The U.S. Discovery of Israel's Secret Nuclear ProjectBreaking News
tags: nuclear weapons, Israel
The U.S. government first learned of Israel's secret nuclear program at Dimona from an American corporate official talking to U.S. diplomats in Tel Aviv during mid-summer 1960, according to a declassified document published today for the first time by the National Security Archive, the Nuclear Proliferation International History Project, and the Center for Nonproliferation Studies of the Middlebury Institute of International Studies at Monterey. Other documents published today detail the discovery of the secret project that some in the U.S. government believed from the very start aimed at a weapons capability; the U.S. debates over Israel's lack of candor; and U.S. government efforts to pressure the Israelis to answer key questions about the nature of the Dimona project.
This "discovery," which came as the presidency of Dwight D. Eisenhower was drawing to a close, caused apprehension in Washington by raising concern about regional stability and nuclear proliferation, but it also produced annoyance because Israeli officials at all levels repeatedly provided less than credible answers to U.S. questions about Dimona. Thus, in September 1960, when embassy officials asked about a new construction site when they were on a helicopter ride nearby, an adroit Israeli official, Addy Cohen, improvised a story to keep the secret: it was the site of a textile factory, he said; a story that was not wholly false because there was a textile plant near Dimona. An interview with Addy Cohen detailing the episode appears in this posting for the first time.

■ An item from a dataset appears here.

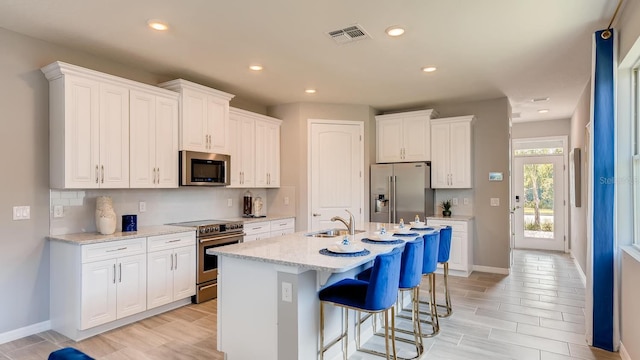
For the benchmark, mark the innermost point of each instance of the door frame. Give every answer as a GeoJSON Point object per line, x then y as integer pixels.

Documents published in this collection shed light on a particularly notable intelligence failure: how Washington missed warning signs that the Israelis had a nuclear project underway, but also how the U.S. belatedly realized what the Israelis were doing, and how Eisenhower and his senior advisers reacted to this discovery. Among the documents are:
* The June 1959 Israel-Norway secret agreement providing for the sale of Norwegian heavy water to Israel (through the United Kingdom), transmitted by Oslo Embassy political officer Richard Kerry (father of Secretary of State John Kerry).
* Reports about information from a then-covert source -- University of Michigan nuclear engineering professor Henry Gomberg -- who learned that the Israelis had a secret nuclear reactor project that involved experiments with plutonium.
* A telegram from the U.S. embassy in Tel Aviv reporting on Finance Ministry official Addy Cohen's statement that "we've been misbehaving," and one by an unidentified official close to Prime Minister David Ben-Gurion that the secrecy surrounding Dimona was unjustifiable and that it was "a stupid mistake on the part of Israel."
* Reports by U.S. Ambassador Ogden Reid on conversations with Ben-Gurion.
* A State Department message to the embassy in Tel Aviv conveying irritation that the responses of the Israeli government showed a "lack of candor."
* Messages about a role for the International Atomic Energy Agency in inspecting and safeguarding Dimona.
Many of the documents published today have been declassified for years but have not been collected and published comprehensively with the aim of shedding light on the Eisenhower administration's efforts to come to terms with the discovery of Dimona. This material is only the tip of the iceberg: many documents from this period are still classified in State Department records and in the files of the Atomic Energy Commission, although they are currently under request by the National Security Archive.
Today's posting marks the inauguration of the National Security Archive's special Web page on Israeli Nuclear History, edited by Avner Cohen. As a project of the Archive's Nuclear Vault, it will be the homepage for the Archive's postings relating to the Israeli nuclear program.